# Gaswolken



## Arcandaa (30. Juni 2009)

Kann man eig. die neuen Wotlk Mats "Äonen" auch als Gaswolken farmen?


----------



## Rodanold (30. Juni 2009)

Da auf Nordend Wolken rumfliegen, die mit der Brille auf der Nase als gelbe Pünktchen auf dem Radar erscheinen MUSS
die Antwort ein JA sein. Zumindest einige der Äonen-Dings-Bums.


----------



## Grüne Brille (30. Juni 2009)

der partikelextraktor bleibt aber derselbe, und man braucht keinen neuen oder?

edit:frage selbst beantwortet, im scholazarbecken grad ausprobiert :\


----------



## Khyrinda (7. Juli 2009)

Grüne schrieb:


> der partikelextraktor bleibt aber derselbe, und man braucht keinen neuen oder?
> 
> edit:frage selbst beantwortet, im scholazarbecken grad ausprobiert :\



Stimmt, man braucht weder einen neuen Partikelextraktor, noch eine neue Brille alles mit den BC Items machbar. 
Leider ist in den Wolken nicht wie in BC das passende drin (Wasser in den Zangarmarschen, Luft in Nagrand etcpp), sondern immer das selbe in unterschiedlicher Anzahl (Wasser und Feuer).


----------



## Rabaz (7. Juli 2009)

Khyrinda schrieb:


> ....Leider ist in den Wolken nicht wie in BC das passende drin (Wasser in den Zangarmarschen, Luft in Nagrand etcpp), sondern immer das selbe in unterschiedlicher Anzahl (Wasser und Feuer).
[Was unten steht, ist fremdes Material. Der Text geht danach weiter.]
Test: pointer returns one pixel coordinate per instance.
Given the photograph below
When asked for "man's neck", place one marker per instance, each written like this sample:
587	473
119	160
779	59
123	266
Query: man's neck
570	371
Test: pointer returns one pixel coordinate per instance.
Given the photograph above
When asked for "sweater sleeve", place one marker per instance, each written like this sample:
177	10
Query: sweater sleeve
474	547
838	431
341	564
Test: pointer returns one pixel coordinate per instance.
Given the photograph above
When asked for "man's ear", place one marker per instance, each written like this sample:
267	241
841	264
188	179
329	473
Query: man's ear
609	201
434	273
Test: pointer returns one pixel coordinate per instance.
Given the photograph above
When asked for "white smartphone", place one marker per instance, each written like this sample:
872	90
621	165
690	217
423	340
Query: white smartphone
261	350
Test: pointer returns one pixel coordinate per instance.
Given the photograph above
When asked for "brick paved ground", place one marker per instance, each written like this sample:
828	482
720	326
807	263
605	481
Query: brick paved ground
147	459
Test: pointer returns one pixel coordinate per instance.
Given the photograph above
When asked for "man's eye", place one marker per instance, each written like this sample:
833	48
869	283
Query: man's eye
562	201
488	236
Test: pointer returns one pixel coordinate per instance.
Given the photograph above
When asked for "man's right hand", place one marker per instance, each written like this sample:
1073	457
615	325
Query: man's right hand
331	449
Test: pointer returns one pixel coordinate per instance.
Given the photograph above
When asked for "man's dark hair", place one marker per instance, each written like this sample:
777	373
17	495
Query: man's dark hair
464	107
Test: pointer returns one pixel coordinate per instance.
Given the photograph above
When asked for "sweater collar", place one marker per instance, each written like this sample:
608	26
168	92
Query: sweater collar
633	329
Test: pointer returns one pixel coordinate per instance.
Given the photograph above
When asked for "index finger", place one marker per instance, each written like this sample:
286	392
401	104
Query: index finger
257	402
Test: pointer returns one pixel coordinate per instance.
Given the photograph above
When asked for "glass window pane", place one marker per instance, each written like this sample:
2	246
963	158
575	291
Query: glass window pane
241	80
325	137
Als "leider" habe ich das noch nicht gesehen, sondern eher als Vorteil ^^. Ja es gibt nur Wasser und Feuer, meistens Feuer, aber das sind ja auch die teuersten. Man bekommt 3 oder 4, manchmal sogar 5 Teilchen, also einmal saugen = 10 Gold, das ist schnell verdientes Gold für null Aufwand. Ist schlichtweg nur dumm, das Ding NICHT in der Tasche zu haben.

Wenn ich zwischendurch mal ein Stündchen herumfliege um etwas ERz zu besorgen, hab ich hinterher nicht selten mehr durch die Wolken verdient als durchs Erz.


----------